O problema é que os refugiados não são como quaisquer estrangeiros, nem como quaisquer nacionais. Não é por acaso que são tidos como os humanos mais vulneráveis do mundo.
Domingo de Páscoa, filmes bíblicos na televisão. Um Jesus Cristo, neste caso representado por um ator português, dá os seus ensinamentos sobre amar o próximo, ajudar os necessitados, fazer o bem.

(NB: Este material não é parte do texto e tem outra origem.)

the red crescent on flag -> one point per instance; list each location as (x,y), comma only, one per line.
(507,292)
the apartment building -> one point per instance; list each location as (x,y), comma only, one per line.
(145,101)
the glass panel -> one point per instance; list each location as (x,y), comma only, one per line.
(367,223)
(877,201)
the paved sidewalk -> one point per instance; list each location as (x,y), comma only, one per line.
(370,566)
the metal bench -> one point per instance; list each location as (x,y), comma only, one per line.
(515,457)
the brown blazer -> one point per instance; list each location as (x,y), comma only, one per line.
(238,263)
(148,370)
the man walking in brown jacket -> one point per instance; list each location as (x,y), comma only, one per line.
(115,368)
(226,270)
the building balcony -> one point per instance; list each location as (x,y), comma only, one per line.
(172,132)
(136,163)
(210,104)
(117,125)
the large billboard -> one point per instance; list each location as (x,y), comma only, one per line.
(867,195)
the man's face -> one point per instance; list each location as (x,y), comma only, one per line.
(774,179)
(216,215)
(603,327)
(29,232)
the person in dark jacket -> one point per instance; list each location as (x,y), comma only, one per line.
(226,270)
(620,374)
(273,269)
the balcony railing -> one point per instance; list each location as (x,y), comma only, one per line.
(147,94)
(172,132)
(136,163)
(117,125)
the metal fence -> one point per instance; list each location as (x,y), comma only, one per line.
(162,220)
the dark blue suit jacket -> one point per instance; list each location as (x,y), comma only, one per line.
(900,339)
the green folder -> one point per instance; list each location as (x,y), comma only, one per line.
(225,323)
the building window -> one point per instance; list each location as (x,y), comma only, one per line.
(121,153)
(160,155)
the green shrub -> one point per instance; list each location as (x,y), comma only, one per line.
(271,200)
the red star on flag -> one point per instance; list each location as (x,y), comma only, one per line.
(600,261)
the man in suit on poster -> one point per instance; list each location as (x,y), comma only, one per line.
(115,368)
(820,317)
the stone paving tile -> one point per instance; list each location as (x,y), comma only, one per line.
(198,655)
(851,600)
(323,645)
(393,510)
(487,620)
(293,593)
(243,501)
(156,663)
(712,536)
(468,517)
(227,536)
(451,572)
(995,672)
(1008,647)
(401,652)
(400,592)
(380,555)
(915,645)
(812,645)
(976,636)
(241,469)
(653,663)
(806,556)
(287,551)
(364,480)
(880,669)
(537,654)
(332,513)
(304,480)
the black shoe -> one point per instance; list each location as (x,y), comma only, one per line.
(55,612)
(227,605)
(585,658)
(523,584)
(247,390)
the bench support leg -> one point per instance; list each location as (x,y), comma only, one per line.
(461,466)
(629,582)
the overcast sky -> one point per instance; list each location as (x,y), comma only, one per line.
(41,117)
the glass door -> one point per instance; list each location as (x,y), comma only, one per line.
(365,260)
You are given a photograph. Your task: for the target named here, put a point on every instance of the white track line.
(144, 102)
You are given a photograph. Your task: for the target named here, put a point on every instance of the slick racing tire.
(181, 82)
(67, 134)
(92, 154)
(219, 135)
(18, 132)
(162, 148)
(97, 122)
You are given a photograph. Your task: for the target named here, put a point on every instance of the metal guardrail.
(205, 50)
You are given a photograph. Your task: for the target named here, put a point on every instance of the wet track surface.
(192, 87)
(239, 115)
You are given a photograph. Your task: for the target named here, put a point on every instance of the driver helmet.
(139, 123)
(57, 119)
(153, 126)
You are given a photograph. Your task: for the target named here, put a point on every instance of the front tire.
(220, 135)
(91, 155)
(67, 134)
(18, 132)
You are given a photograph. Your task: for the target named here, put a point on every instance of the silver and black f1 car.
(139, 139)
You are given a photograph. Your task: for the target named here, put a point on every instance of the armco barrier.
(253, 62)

Sento-me para escrever a crónica.
O telefone toca. Do outro lado da linha, uma voz infantil, que não demoro a reconhecer. É uma menina de onze anos, refugiada da Guerra do Afeganistão, que está em Portugal há três anos e meio. Vi-a com a família duas vezes, quando tinham acabado de chegar, mas já na altura impressionava a qualidade do seu português falado, que acrescentava ao persa materno, ao russo e ao inglês aprendidos no campo de refugiados onde esperaram por um destino durante anos.

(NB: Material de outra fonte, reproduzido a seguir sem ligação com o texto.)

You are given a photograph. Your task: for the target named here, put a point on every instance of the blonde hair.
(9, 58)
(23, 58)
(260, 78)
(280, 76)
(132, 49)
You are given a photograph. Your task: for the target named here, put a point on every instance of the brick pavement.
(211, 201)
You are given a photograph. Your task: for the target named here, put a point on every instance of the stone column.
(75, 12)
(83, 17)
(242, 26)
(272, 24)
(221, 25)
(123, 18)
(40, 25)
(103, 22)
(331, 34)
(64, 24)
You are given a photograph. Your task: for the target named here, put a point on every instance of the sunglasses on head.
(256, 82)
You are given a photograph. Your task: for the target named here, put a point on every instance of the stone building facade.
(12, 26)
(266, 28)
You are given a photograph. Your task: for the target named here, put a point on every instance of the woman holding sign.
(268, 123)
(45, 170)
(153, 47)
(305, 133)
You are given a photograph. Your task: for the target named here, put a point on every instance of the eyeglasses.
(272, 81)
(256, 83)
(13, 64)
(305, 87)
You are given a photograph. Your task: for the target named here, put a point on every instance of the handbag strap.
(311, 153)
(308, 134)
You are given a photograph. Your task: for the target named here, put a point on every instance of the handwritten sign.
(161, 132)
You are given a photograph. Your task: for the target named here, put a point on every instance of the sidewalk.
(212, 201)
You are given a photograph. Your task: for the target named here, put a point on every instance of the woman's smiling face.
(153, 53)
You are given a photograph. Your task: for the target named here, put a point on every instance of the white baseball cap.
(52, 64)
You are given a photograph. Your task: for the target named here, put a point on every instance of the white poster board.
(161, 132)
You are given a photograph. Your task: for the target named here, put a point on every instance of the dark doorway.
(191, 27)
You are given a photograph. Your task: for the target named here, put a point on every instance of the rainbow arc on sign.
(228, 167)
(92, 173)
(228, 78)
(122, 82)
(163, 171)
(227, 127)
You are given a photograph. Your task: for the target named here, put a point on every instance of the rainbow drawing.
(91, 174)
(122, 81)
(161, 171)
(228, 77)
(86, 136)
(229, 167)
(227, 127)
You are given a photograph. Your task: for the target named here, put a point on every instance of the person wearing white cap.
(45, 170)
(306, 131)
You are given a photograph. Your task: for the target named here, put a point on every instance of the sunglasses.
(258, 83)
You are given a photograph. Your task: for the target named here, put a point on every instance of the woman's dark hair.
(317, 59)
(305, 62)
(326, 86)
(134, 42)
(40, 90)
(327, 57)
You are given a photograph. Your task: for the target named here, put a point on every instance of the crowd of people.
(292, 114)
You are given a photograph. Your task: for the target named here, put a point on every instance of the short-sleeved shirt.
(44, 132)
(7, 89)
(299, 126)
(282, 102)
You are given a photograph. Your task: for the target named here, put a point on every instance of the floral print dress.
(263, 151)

Agora estão desesperados. A menina traduz de persa para português, com calma e educação, as perguntas do outro lado. A segurança social vai iniciar cortes que a família não entende. A ação social, subsídio de caráter eventual, vai deixar de ser dado a estrangeiros que estejam no país há mais de três anos. O rendimento social de inserção deixou recentemente de ser dado a estrangeiros que estejam no país há menos de três. No meio desta tenaz, os refugiados vêem-se equiparados a todos os estrangeiros a residir no país e, mais ainda, julgados por uma bitola brutal: se os portugueses estão a passar dificuldades, por que não eles também?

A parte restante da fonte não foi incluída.